Abstract
Lessons Learned
Bevacizumab combined with S‐1 and raltitrexed demonstrated positive antitumor efficacy and acceptable toxicity.
This combination might represent a treatment option for refractory metastatic colorectal cancer.
Background
In patients with metastatic colorectal cancer (mCRC) refractory to standard therapies, S‐1 plus raltitrexed showed a good objective response rate (ORR) and significant survival benefit in our previous study. In the present study, we assessed the activity and safety of bevacizumab combined with S‐1 and raltitrexed.
Methods
This investigator‐initiated, open‐label, single‐arm, phase II trial was performed at West China Hospital in China. Patients with mCRC who had disease progression after fluoropyrimidine, irinotecan, and oxaliplatin and had at least one measurable lesion were eligible for this trial. Anti–epidermal growth factor receptor (EGFR) (for tumors with wild‐type RAS) and anti–vascular endothelial growth factor (VEGF) therapy in the first or second line was allowed, but patients who had been treated with bevacizumab across two consecutive chemotherapy regimens were excluded. Patients received bevacizumab (7.5 mg/kg on day 1), oral S‐1 (80–120 mg per day for 14 days), and raltitrexed (3 mg/m2 on day 1) every 3 weeks. The primary endpoint was ORR. Secondary endpoints included progression‐free survival (PFS), overall survival (OS), and toxicity.
Results
From September 2015 to November 2019, 44 patients were enrolled. Tumor response evaluation was available in 44 patients at the time of the analysis. There were no complete responses; the ORR was 15.9%, and the disease control rate was 54.5%. Median PFS and OS were 110 days (95% confidence interval [CI], 65.0–155.0) and 367 days (95% CI, 310.4–423.6), respectively. The combination was well tolerated.
Conclusion
Bevacizumab combined with S‐1 and raltitrexed showed promising antitumor activity and safety in refractory mCRC.
Keywords: Refractory metastatic colorectal cancer, Bevacizumab, S‐1, Raltitrexed, Drug resistance
Discussion
The incidence and mortality of colorectal cancer (CRC) in China are on the rise year by year [1]. Once the disease develops into mCRC, the 5‐year survival rate is less than 15%. Although the multidisciplinary approach of surgery, radiotherapy, chemotherapy, and targeted therapy significantly prolongs survival, OS remains less than 3 years [2].

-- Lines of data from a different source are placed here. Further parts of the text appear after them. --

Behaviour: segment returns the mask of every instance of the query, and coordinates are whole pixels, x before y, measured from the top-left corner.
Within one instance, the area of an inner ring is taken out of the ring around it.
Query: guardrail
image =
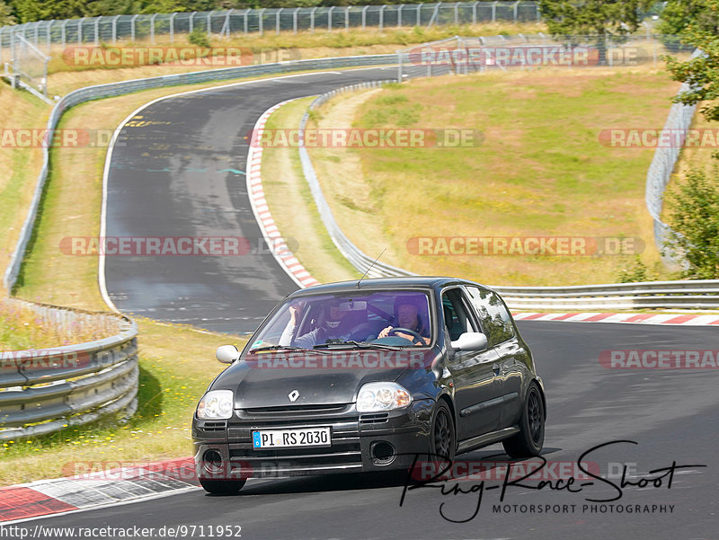
[[[111,337],[65,347],[0,351],[0,440],[37,437],[138,406],[138,327],[121,315],[4,300],[60,329],[92,323]]]
[[[309,105],[308,111],[344,92],[386,84],[364,83],[352,84],[324,93]],[[391,82],[391,81],[390,81]],[[362,252],[342,233],[322,192],[315,167],[305,146],[302,133],[309,112],[299,125],[299,156],[302,171],[309,184],[322,222],[340,252],[361,273],[371,278],[414,276],[416,274],[375,260]],[[489,286],[504,298],[511,309],[520,310],[577,310],[577,309],[715,309],[719,308],[719,280],[679,280],[616,283],[608,285],[578,285],[568,287],[502,287]]]
[[[118,40],[149,40],[166,35],[170,43],[177,35],[200,31],[209,38],[231,34],[315,30],[347,30],[431,27],[441,24],[476,24],[541,20],[537,2],[503,0],[493,2],[445,2],[439,4],[390,4],[295,8],[230,9],[211,12],[143,13],[82,17],[64,21],[39,21],[0,28],[0,61],[3,49],[10,49],[13,35],[22,35],[35,47],[48,51],[53,43],[65,47],[83,43],[115,44]]]
[[[221,69],[209,69],[207,71],[196,71],[191,73],[182,73],[146,79],[134,79],[131,81],[121,81],[120,83],[110,83],[107,84],[98,84],[96,86],[87,86],[71,92],[63,97],[50,112],[48,120],[48,131],[52,131],[57,128],[62,114],[70,107],[107,97],[113,97],[138,92],[140,90],[149,90],[153,88],[162,88],[166,86],[176,86],[178,84],[192,84],[198,83],[208,83],[211,81],[224,81],[237,79],[249,76],[262,76],[265,75],[274,75],[288,73],[293,71],[315,70],[315,69],[334,69],[339,67],[360,67],[363,66],[383,66],[395,65],[397,62],[397,55],[367,55],[358,57],[339,57],[334,58],[318,58],[307,60],[289,60],[287,62],[278,62],[274,64],[262,64],[259,66],[244,66],[236,67],[225,67]],[[51,137],[49,137],[51,138]],[[49,163],[49,148],[43,147],[43,163],[40,169],[35,192],[30,206],[25,222],[20,232],[20,238],[14,252],[10,260],[10,264],[3,278],[3,283],[8,292],[11,292],[17,279],[22,257],[25,253],[28,241],[32,233],[35,218],[38,213],[40,197],[48,178],[48,167]]]

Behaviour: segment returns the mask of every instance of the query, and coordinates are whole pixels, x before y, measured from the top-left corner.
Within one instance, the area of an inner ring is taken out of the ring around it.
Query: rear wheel
[[[545,442],[545,406],[537,383],[532,382],[524,400],[519,432],[502,441],[510,457],[538,456]]]
[[[203,480],[200,485],[208,492],[215,495],[236,495],[244,487],[246,480]]]

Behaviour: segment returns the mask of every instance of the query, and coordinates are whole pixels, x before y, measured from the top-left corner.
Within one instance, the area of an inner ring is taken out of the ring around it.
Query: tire
[[[452,412],[449,406],[443,400],[437,403],[432,419],[431,439],[430,440],[430,452],[431,460],[447,458],[454,461],[457,451],[457,432]]]
[[[200,485],[208,492],[214,495],[236,495],[244,487],[246,480],[203,480],[200,479]]]
[[[519,432],[502,442],[510,457],[538,456],[545,442],[545,406],[537,383],[527,391],[519,420]]]

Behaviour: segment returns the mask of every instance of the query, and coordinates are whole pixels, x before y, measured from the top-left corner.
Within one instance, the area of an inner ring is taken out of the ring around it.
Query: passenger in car
[[[395,319],[393,325],[387,326],[377,335],[377,339],[386,338],[389,335],[395,328],[406,328],[416,332],[422,336],[425,344],[430,344],[430,325],[429,321],[425,324],[423,314],[426,316],[427,308],[420,307],[420,303],[415,299],[409,297],[400,297],[395,301]],[[397,335],[405,340],[412,341],[414,336],[408,333],[404,333],[401,331],[397,332]]]
[[[297,321],[301,316],[301,310],[297,305],[289,307],[289,321],[280,338],[280,345],[302,347],[312,349],[315,345],[327,343],[330,341],[346,341],[352,339],[363,339],[368,333],[367,324],[353,324],[348,312],[340,309],[341,302],[335,300],[325,307],[324,322],[315,330],[295,337]],[[364,332],[363,332],[364,331]],[[361,337],[358,336],[362,334]]]

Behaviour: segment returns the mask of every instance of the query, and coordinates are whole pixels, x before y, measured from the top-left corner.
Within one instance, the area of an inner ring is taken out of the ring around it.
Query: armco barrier
[[[0,351],[0,440],[45,435],[138,406],[138,327],[99,314],[6,299],[59,328],[90,323],[114,335],[88,343]]]
[[[391,81],[389,81],[391,82]],[[315,109],[332,97],[386,84],[387,81],[364,83],[339,88],[315,98],[309,106]],[[676,105],[675,105],[676,107]],[[670,113],[671,114],[674,113]],[[303,133],[309,118],[302,117],[299,130]],[[668,121],[668,124],[670,122]],[[688,125],[686,126],[688,128]],[[334,220],[327,200],[322,192],[317,175],[306,147],[300,136],[299,156],[302,170],[309,185],[323,224],[340,252],[361,273],[370,278],[413,276],[403,270],[362,252],[342,233]],[[674,157],[676,160],[676,156]],[[673,167],[673,163],[672,163]],[[649,193],[647,193],[647,202]],[[511,309],[521,310],[594,310],[594,309],[716,309],[719,308],[719,280],[649,281],[608,285],[578,285],[570,287],[502,287],[490,286],[500,293]]]
[[[315,70],[315,69],[336,69],[340,67],[360,67],[363,66],[382,66],[395,65],[397,62],[397,55],[368,55],[360,57],[340,57],[335,58],[319,58],[310,60],[290,60],[287,62],[278,62],[275,64],[262,64],[259,66],[244,66],[236,67],[226,67],[222,69],[209,69],[207,71],[196,71],[192,73],[182,73],[168,75],[146,79],[135,79],[132,81],[121,81],[120,83],[110,83],[108,84],[98,84],[96,86],[87,86],[71,92],[63,97],[50,112],[48,120],[48,130],[52,131],[58,126],[62,114],[70,107],[107,97],[113,97],[138,92],[141,90],[150,90],[153,88],[163,88],[166,86],[176,86],[178,84],[194,84],[198,83],[208,83],[211,81],[224,81],[250,76],[262,76],[265,75],[283,74],[293,71]],[[35,217],[38,212],[45,181],[48,178],[48,164],[49,160],[49,148],[43,148],[43,164],[40,170],[35,192],[31,202],[22,229],[20,232],[20,238],[14,252],[10,260],[10,264],[3,278],[3,283],[8,292],[12,292],[15,280],[17,279],[22,257],[25,252],[30,236],[32,234]]]

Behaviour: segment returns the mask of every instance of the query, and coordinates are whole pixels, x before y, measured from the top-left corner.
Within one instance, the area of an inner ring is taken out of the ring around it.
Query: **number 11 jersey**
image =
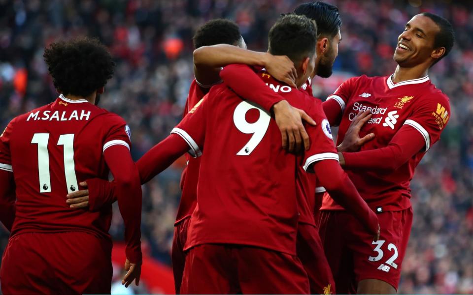
[[[103,151],[130,144],[121,117],[62,94],[12,120],[0,137],[0,169],[12,172],[16,185],[12,236],[74,231],[109,238],[111,206],[71,209],[66,195],[87,178],[108,179]]]
[[[188,143],[191,154],[203,154],[185,250],[217,243],[295,255],[297,168],[310,171],[315,162],[338,159],[321,103],[265,72],[259,75],[317,122],[306,127],[310,148],[298,156],[287,153],[270,114],[225,85],[214,86],[172,131]]]

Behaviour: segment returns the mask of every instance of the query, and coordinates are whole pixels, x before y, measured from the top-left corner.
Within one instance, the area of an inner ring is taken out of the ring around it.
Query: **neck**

The initial treatment of mCRC often includes combination chemotherapy, consisting of fluorouracil (5‐FU), oxaliplatin, and irinotecan plus a biologic drug (an EGFR inhibitor or a VEGF inhibitor). If disease progression occurs after the initial treatment, newer agents such as regorafenib, fruquintinib, and TAS‐102 are now available. However, the clinical efficacy of these agents is still unsatisfactory. Respectively, these agents only improve median PFS by 0.2–1.9 months and median OS by 0.7–2.7 months compared with best supportive care [3]. More effective regimens are still needed to improve survival in refractory mCRC.
Dihydropyrimidine dehydrogenase (DPD) is the rate‐limiting enzyme of 5‐FU catabolic pathway. Thymidylate synthase (TS) is the target of 5‐FU's antitumor mechanism. Several studies have shown the upregulation of the two enzymes after the use of 5‐FU in CRC, which may be related to the onset of 5‐FU resistance. Preliminary research in our center reported a 13% ORR and promising survival benefit combining S‐1 (containing a DPD inhibitor) plus raltitrexed (a TS inhibitor) in refractory mCRC [4]. In that study, median PFS and median OS were 107 days (95% CI, 96.3–117.7) and 373 days (95% CI, 226.2–519.8), respectively. Moreover, sustained anti‐VEGF/VEGF receptor therapy has become an important management strategy for mCRC in recent years [5]. However, little is known about the effects of continuous use of angiogenesis inhibitors combined with chemotherapy in third‐ or later‐line therapy.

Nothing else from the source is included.